The 300 mm Tideland Signal ML-300 acrylic lens is described as a medium-range modern Great Lakes lens with a maximum range of 10 nmi.

The North Pierhead Light is at coordinates 45 19 18 N 85 15 54 W, and its characteristic is Flashing Green 2.5 seconds. The current tower is 20 ft and it is an active aid to navigation. The former North tower's height is 56 feet, with a focal plane of 61 feet.

Described as the Charlevoix South Pierhead Light (added 2005 - Structure - #05000346) and also known as the Charlevoix Pier Light, it is listed in the National Register of Historic Places. Specifically, it is described as "S pier at harbor entrance, 0.3 WNW of US 31 drawbridge, Charlevoix". Although it was unmanned, the National Park System has recognized it as a "significant aid to navigation."

In 2009 the light was again painted red in keeping with the mariner's alliterative Mnemonic "Red Right returning." For unknown reasons, previous Daymark color schemes have been green, white. or originally red (until 1968). See Sea mark.
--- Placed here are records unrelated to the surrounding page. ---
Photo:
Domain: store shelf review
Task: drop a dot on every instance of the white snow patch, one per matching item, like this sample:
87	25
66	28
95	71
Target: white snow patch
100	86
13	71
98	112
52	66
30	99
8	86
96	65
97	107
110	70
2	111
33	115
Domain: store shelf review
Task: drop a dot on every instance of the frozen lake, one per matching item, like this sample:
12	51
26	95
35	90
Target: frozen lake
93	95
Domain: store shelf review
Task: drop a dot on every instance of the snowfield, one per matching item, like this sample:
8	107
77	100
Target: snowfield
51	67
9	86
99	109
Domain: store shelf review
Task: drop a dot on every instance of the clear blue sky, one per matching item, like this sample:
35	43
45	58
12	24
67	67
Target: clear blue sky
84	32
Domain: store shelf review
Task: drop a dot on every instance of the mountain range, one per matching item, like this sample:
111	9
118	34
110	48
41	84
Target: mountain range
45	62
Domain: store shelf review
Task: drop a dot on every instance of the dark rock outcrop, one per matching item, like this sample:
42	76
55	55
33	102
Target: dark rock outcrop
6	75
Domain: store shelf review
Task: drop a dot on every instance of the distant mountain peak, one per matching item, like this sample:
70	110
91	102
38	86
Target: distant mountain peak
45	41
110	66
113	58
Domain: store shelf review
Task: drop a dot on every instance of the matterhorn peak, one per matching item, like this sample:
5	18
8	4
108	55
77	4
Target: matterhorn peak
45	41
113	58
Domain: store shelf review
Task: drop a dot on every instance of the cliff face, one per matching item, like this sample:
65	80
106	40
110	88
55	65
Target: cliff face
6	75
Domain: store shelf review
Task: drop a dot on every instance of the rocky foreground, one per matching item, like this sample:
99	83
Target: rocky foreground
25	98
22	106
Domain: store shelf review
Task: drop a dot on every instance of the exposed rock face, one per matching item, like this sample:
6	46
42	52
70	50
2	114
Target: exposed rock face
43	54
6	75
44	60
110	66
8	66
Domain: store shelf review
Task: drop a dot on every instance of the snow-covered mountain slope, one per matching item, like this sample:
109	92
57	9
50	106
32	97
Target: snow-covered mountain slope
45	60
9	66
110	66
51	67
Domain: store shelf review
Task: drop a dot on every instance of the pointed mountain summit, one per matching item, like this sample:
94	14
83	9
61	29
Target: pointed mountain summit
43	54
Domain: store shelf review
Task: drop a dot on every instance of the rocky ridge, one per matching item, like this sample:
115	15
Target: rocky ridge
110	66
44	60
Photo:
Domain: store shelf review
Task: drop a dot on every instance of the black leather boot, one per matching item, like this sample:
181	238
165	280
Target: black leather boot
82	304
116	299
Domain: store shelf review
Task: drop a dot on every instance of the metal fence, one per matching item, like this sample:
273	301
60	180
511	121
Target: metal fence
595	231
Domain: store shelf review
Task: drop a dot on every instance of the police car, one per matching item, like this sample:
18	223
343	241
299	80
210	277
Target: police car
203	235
A primary vessel benefiting from the Charlevoix Light is the Beaver Island ferry.

The land based lighthouse keeper's residence was sold to a private owner and demolished. The property became Hoffman Park, and all that remains is a metal plaque.

In 2008, ownership of the light was transferred from the U.S. Coast Guard to the City of Charlevoix/Charlevoix Historical Society. The transfer was completed under the National Historic Lighthouse Preservation Act.